Os ares sombrios permanecem em “Sob A Luz do Sul”, mesmo com a batida levemente funkeada. Na letra, o baixista faz uma ode ao “sangue de coruja”: “Quero das horas escuras/ Cumplicidade em qualquer loucura/ (...) Já não sou mais quase nada/ Sob a luz do sol”.

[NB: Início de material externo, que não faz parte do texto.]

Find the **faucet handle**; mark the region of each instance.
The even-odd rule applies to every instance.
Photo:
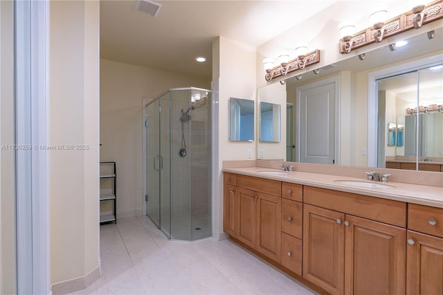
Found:
[[[383,174],[383,175],[381,175],[381,181],[382,182],[388,182],[390,176],[390,174]]]

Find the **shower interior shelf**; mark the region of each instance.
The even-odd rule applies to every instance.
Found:
[[[110,201],[113,202],[114,214],[100,215],[100,223],[115,222],[116,219],[116,188],[117,175],[116,172],[116,162],[100,163],[100,201]]]

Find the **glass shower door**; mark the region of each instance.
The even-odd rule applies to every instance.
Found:
[[[146,107],[146,214],[160,227],[160,111],[157,100]]]

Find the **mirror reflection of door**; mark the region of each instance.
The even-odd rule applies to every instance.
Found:
[[[336,82],[322,81],[299,87],[299,161],[335,164]]]
[[[377,87],[378,167],[386,167],[386,162],[392,160],[441,160],[443,66],[381,79],[377,80]],[[397,125],[395,145],[388,144],[390,134],[386,129],[386,122]]]
[[[291,103],[286,105],[286,161],[293,161],[293,151],[296,145],[293,144],[293,105]]]

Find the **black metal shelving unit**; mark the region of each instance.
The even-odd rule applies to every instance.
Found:
[[[116,162],[100,162],[100,202],[103,201],[112,201],[114,202],[114,214],[112,215],[100,215],[100,224],[105,224],[107,222],[115,222],[117,223],[117,198],[116,198],[116,191],[117,191],[117,172],[116,169]],[[106,166],[111,166],[111,168],[105,169]],[[102,169],[103,168],[103,169]],[[102,179],[113,179],[112,188],[111,189],[111,193],[102,193]]]

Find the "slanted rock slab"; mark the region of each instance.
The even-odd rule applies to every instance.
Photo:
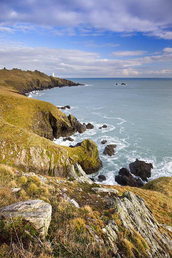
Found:
[[[115,189],[113,189],[110,188],[104,188],[104,187],[94,187],[92,188],[91,190],[96,193],[104,192],[106,192],[108,193],[112,193],[114,194],[117,195],[118,195],[118,191]]]
[[[19,216],[29,222],[41,239],[47,234],[51,218],[52,207],[49,203],[41,200],[20,201],[3,207],[0,216],[4,217]]]

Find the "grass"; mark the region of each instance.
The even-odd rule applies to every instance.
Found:
[[[27,238],[28,237],[23,236],[22,232],[18,232],[18,230],[20,230],[20,228],[22,230],[24,227],[23,222],[20,221],[20,221],[16,222],[17,234],[14,231],[14,228],[13,229],[12,227],[10,225],[12,225],[12,222],[9,220],[6,222],[8,227],[10,225],[11,231],[8,231],[5,237],[7,241],[6,244],[2,241],[0,244],[0,257],[112,258],[115,255],[113,250],[107,249],[107,246],[102,243],[97,243],[94,235],[96,234],[103,240],[102,229],[111,219],[115,221],[118,227],[119,232],[115,243],[120,254],[128,258],[131,258],[133,253],[137,258],[148,257],[145,249],[149,248],[149,247],[141,236],[134,230],[132,234],[124,227],[114,209],[110,208],[109,205],[92,191],[91,188],[97,186],[97,185],[80,183],[74,181],[74,184],[69,181],[59,184],[57,183],[57,178],[48,176],[48,181],[43,184],[40,183],[39,179],[38,180],[36,179],[37,177],[35,176],[27,178],[27,182],[25,183],[26,179],[21,173],[16,172],[14,168],[3,164],[0,165],[0,172],[1,175],[0,185],[6,186],[5,188],[1,187],[1,207],[4,206],[4,204],[7,205],[22,200],[38,199],[50,203],[52,207],[52,219],[48,235],[45,241],[41,243],[36,243],[29,238]],[[60,179],[59,178],[58,180]],[[170,184],[172,179],[168,179]],[[170,225],[172,221],[170,212],[172,204],[171,198],[168,197],[170,195],[170,187],[167,183],[167,180],[166,178],[164,179],[164,182],[166,184],[166,187],[168,189],[168,192],[167,191],[160,191],[160,186],[161,187],[163,184],[162,178],[160,179],[159,182],[158,180],[155,182],[156,191],[118,186],[106,186],[117,190],[121,195],[125,191],[131,191],[134,195],[139,194],[145,199],[151,207],[153,215],[159,222]],[[159,183],[160,186],[160,185],[158,189],[157,186]],[[12,193],[10,188],[14,184],[16,187],[20,186],[21,189],[18,192]],[[79,187],[81,188],[82,191],[77,190]],[[67,189],[67,196],[75,200],[81,208],[76,208],[62,198],[60,190],[64,187]],[[99,194],[103,197],[106,194],[102,193]],[[113,196],[113,194],[111,194],[111,196]],[[161,208],[162,201],[168,206],[168,208]],[[4,223],[3,220],[0,220],[1,225],[0,228],[4,231],[5,227],[2,225]],[[19,227],[20,224],[21,227]],[[87,228],[86,225],[91,227],[92,231]],[[12,234],[13,237],[12,240]],[[25,241],[24,245],[21,243],[22,239]],[[5,254],[4,250],[6,250]]]

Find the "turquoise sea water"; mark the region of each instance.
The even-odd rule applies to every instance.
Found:
[[[172,176],[172,79],[79,78],[69,79],[85,86],[54,88],[37,92],[30,96],[57,107],[69,105],[62,110],[71,114],[82,124],[94,127],[71,136],[72,142],[61,138],[58,144],[74,145],[84,139],[97,144],[102,168],[92,176],[107,178],[104,183],[116,183],[115,176],[123,167],[136,158],[152,163],[149,181]],[[126,85],[120,85],[122,83]],[[116,83],[118,85],[115,85]],[[107,128],[99,127],[106,125]],[[105,145],[100,142],[106,140]],[[117,145],[115,155],[102,153],[107,144]]]

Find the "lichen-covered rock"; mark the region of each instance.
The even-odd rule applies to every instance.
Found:
[[[51,205],[41,200],[21,201],[0,209],[0,215],[6,218],[20,217],[29,221],[44,239],[50,223]]]
[[[75,171],[75,168],[77,172]],[[93,182],[86,174],[80,165],[76,163],[75,164],[75,168],[73,165],[71,166],[70,174],[71,178],[73,178],[78,182],[87,183],[92,184]]]
[[[153,168],[151,163],[146,163],[145,161],[139,160],[130,163],[129,165],[130,172],[135,176],[140,176],[142,180],[148,182],[147,178],[150,177],[151,168]]]
[[[115,189],[110,188],[105,188],[105,187],[94,187],[92,188],[91,190],[96,193],[108,192],[114,194],[116,195],[119,194],[118,191]]]
[[[172,252],[171,236],[167,236],[162,230],[145,201],[138,195],[135,196],[127,191],[121,197],[114,199],[112,207],[119,214],[124,227],[132,234],[136,231],[143,238],[150,248],[146,250],[149,258],[170,258]],[[115,241],[116,234],[115,226],[109,237],[113,243]]]
[[[28,173],[64,177],[70,165],[61,146],[0,119],[0,162]]]
[[[72,126],[72,131],[74,133],[78,132],[80,133],[82,133],[86,131],[85,127],[78,122],[77,119],[73,115],[70,114],[67,117]]]

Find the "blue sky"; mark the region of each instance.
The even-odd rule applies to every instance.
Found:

Para completar o álbum, o encerramento vem com a regravação de “Revoluções Por Minuto”, b-side do compacto de “Louras Geladas”. Sobre um interminável loop progressivo criado no computador (que sugere vinheta de telejornais), a letra antecipa aquilo que a gente viria a conhecer posteriormente sob códigos como globalização, internet e CNN. “Sinais de vida no país vizinho/ Eu já não ando mais sozinho/ Toca o telefone/ Chega um telegrama, enfim/ (...) Nos chegam gritos da Ilha do Norte/ Ensaios pra Dança da Morte/ Tem disco pirata/ Tem videocassete até/ Agora a China bebe Coca-Cola/ Aqui na esquina cheiram cola/ Biodegradante/ Aromatizante tem”. O arranjo ainda conta com barulhos de transmissões de telex e notícias perdidas no dial da rádio, para terminar com barulho de arrastar de correntes e uma melancólica batida tribal. Passaríamos a ser todos escravos? O futuro sombrio projetado por George Orwell no clássico 1984 estaria prestes a se tornar realidade?